Above economic and social rights, every human being on this earth has the right, to have his / her dignity protected and preserved but that will not be achieved until ethnocentrism and imperialism and sexism are swept off the planet. Until then, the Universal Declaration of Human Rights will not be fully understood

Tuesday, April 24, 2012

Freedom from State or personal Interference

As Freedom Day looms, AFH takes you through the Universal Deceleration of Human Rights International Print Portfolio.  The first image for the week:

Article 30: Freedom from State or personal Interference"

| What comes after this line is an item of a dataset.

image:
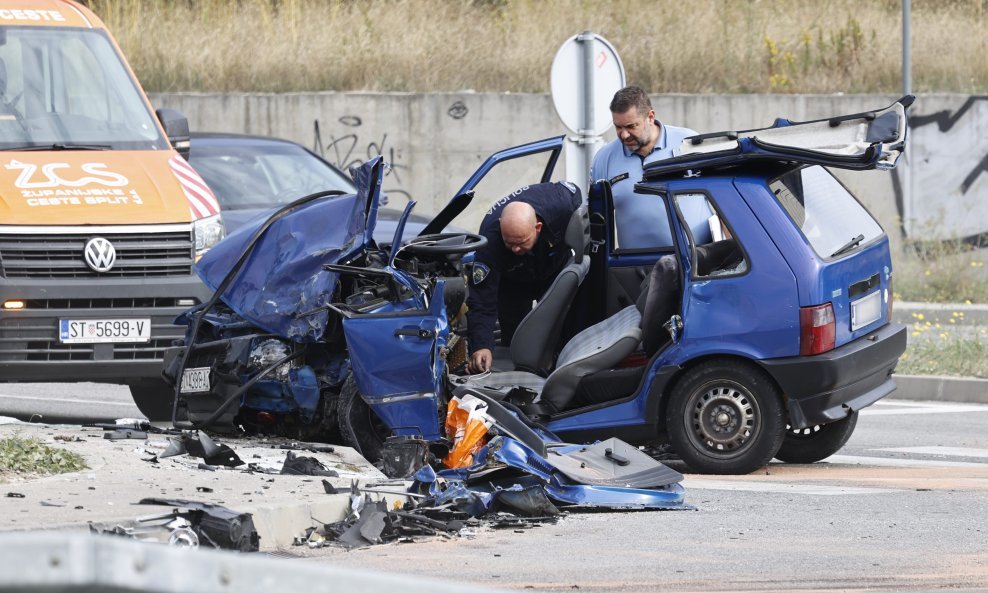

Faiza Galdhari "Irony" (South Africa) 
570 x 255mm linocut 607 x 428mm paper size 
Artist Statement:  

"My visual response to the article was interpreted in terms of a lino-cut. The softness of the lino block was preferred to wood.
This, I felt, lent itself well to the issues which I grappled with in the subject matter, viz. commentary on the rights of women and Muslim women in particular, in relation to the idea of state and personal intervention regarding the bill of rights.
Since this article is very broad in that it deals with non-intervention in any of the other 29 articles, I thought it would be acceptable to comment on the idea of women’s rights from an Islamic perspective, bearing in mind the article concerning freedom of religious beliefs etc.
I have used the idea of the hand, the eye and the barcode, all symbols which are quite universal and useful as means of identification. These symbols highlight their purpose in a world where not only material items but human beings are coded, recorded and quickly categorised or identified. The posture of the hand and the official nature of the symbols was meant to comment on the idea of non-intervention, either personally or through the State.
The fact that I have chosen to use a woman’s hand, complete with wedding rings, reinforces the importance of woman universally and the sanctity of marriage in the Islamic context. I have also used the work as a platform to play on the ironies that exist regarding "freedom" in the present world and the irony surrounding western misconceptions about "oppression" in the Muslim world."

About the UDHR IPP: 
AFH's second portfolio, UDHR IPP (1999) contains artwork from various, talented artists from around the world.  The prints are drawn from a variety of cultural and historical perspectives yet send a universal message of human rights.